By Sarah Eekhoff Zylstra, Christianity Today.
Half of Americans who attend religious services weekly said science and religion are often in conflict, less than the 54 percent who attend monthly or yearly, and far less than the 73 percent who seldom or never attend.
“It is the least religiously observant Americans who are most likely to perceive conflict between science and religion,” stated lead author Cary Funk in today’s report.
White evangelicals are especially likely to say that science is compatible with faith: almost half (49%) agree, compared with 38 percent of all US adults. About three in ten (31%) black Protestants (two-thirds of whom identify as evangelical according to past Pew research), also said science and religion are mostly compatible.
But while almost 60 percent of Americans think science and religion often conflict, only 30 percent think science conflicts with their own religious beliefs, down from 36 percent in 2009. The drop was driven by the religiously affiliated, which fell from 41 percent to 34 percent; the religiously unaffiliated, or so-called “nones,” stayed constant at 16 percent.

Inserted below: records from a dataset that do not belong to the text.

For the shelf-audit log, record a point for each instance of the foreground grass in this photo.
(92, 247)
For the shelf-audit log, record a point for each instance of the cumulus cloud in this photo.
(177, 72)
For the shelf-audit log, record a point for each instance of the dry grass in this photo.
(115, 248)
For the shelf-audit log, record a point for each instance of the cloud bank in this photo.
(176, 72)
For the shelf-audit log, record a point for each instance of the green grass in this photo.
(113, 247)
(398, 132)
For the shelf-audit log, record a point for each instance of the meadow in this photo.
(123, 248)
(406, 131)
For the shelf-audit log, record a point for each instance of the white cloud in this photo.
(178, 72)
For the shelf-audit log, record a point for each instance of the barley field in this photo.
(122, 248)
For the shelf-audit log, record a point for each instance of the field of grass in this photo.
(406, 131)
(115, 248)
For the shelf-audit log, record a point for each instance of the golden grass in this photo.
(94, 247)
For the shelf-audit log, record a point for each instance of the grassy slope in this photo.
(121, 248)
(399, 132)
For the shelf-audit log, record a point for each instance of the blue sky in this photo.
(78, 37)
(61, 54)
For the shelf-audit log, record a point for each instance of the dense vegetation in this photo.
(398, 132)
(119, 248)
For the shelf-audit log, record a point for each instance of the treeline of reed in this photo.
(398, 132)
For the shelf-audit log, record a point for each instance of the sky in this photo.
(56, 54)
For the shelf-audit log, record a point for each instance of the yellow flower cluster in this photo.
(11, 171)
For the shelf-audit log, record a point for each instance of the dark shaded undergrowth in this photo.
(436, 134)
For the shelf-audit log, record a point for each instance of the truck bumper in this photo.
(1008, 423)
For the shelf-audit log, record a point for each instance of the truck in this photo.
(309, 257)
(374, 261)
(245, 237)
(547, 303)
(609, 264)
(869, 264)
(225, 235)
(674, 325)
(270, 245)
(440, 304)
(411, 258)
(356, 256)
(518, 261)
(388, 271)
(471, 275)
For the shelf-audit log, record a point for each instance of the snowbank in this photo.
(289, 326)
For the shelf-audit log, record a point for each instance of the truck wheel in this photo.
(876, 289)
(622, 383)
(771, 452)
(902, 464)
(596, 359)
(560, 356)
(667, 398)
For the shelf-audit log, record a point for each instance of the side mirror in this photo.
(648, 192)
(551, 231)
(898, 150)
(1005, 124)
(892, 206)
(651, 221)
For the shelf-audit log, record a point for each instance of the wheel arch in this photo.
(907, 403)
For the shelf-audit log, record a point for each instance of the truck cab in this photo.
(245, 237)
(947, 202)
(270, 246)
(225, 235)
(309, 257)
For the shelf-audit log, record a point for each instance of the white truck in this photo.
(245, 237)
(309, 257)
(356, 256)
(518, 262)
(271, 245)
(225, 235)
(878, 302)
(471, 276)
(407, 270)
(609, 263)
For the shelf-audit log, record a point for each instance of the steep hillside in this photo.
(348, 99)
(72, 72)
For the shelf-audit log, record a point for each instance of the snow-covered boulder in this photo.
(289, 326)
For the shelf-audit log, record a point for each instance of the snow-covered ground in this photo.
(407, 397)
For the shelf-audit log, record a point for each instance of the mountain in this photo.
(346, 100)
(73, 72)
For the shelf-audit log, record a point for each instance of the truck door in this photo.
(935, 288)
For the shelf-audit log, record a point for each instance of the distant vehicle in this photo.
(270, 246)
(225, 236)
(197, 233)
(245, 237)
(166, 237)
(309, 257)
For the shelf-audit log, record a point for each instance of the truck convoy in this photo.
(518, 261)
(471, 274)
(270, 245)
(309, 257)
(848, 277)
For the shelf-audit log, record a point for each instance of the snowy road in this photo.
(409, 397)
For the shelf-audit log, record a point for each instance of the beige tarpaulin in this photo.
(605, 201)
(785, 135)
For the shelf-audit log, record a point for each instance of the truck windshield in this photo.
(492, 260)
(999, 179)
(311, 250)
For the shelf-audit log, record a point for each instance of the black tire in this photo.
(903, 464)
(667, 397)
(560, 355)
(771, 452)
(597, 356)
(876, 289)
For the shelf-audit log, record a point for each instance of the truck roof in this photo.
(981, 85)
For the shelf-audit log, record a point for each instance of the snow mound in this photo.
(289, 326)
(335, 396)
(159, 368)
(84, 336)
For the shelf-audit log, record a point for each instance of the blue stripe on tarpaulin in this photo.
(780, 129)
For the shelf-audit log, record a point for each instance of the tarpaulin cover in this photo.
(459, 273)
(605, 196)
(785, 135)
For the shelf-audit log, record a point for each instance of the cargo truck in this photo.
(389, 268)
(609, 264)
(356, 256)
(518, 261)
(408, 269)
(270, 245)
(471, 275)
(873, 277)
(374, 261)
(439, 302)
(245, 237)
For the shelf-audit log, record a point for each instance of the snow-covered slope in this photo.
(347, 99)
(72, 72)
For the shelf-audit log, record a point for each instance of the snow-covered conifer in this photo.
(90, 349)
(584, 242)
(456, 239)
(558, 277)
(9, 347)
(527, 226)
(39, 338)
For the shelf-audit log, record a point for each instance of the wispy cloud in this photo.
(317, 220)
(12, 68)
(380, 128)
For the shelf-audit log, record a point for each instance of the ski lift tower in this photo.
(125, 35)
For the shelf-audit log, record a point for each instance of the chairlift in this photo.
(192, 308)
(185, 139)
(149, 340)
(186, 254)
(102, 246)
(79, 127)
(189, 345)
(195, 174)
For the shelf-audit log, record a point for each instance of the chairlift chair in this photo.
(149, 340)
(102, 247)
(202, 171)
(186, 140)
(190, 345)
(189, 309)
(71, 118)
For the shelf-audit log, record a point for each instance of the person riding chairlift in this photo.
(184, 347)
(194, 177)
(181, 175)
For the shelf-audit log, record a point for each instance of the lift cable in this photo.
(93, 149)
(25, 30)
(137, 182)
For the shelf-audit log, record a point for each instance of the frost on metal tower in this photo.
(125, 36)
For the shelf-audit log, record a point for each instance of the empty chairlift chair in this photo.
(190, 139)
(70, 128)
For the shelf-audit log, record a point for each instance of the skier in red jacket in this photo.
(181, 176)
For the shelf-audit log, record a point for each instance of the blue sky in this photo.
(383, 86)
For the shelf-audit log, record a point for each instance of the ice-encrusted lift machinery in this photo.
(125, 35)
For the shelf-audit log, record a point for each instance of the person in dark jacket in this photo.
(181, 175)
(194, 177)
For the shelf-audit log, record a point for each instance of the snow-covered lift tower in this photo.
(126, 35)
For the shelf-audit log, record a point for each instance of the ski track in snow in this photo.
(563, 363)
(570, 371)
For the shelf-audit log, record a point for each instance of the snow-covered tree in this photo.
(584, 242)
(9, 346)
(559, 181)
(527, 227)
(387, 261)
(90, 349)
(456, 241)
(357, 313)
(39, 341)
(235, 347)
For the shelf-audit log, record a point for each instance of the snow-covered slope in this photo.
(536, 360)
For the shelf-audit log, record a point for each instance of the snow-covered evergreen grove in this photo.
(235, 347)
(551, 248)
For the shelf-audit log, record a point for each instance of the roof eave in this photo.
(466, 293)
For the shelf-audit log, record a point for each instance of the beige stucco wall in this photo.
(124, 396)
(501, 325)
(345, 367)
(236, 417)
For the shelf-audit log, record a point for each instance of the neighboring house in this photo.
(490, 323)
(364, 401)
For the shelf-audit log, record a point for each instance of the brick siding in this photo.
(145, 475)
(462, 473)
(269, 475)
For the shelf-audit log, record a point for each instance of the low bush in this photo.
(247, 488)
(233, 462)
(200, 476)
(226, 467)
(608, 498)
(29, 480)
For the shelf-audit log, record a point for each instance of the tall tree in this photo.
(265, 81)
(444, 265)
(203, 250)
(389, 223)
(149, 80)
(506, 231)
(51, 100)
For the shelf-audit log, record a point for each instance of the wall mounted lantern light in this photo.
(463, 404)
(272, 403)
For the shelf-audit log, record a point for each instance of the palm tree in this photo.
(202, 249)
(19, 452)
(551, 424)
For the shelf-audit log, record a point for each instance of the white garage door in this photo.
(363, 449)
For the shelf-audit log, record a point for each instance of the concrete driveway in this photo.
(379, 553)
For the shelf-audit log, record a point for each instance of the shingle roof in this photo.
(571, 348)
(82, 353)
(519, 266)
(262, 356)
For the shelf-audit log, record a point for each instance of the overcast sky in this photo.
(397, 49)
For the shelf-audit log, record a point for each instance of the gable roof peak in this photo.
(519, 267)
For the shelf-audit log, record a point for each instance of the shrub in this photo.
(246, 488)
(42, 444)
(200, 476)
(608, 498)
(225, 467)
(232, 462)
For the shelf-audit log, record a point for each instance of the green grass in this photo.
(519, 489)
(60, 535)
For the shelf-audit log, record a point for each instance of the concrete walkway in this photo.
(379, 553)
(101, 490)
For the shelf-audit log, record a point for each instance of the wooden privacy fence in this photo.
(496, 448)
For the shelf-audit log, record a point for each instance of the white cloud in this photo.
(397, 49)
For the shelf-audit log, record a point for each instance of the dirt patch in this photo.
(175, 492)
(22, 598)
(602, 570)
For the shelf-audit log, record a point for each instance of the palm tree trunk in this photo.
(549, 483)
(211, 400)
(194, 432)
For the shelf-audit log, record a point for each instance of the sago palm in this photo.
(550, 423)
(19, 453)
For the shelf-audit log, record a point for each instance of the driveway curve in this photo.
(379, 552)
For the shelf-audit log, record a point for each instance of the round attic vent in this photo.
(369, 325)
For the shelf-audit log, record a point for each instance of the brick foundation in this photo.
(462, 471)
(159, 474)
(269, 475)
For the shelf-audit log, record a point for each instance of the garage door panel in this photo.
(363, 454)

“People’s sense that there generally is a conflict between religion and science seems to have less to do with their own religious beliefs than it does with their perceptions of other people’s beliefs,” Pew stated.
Evangelicals experience more personal conflict than the general public: 4 in 10 said their own beliefs sometimes conflicted with science. But even that number has decreased from 52 percent in 2009.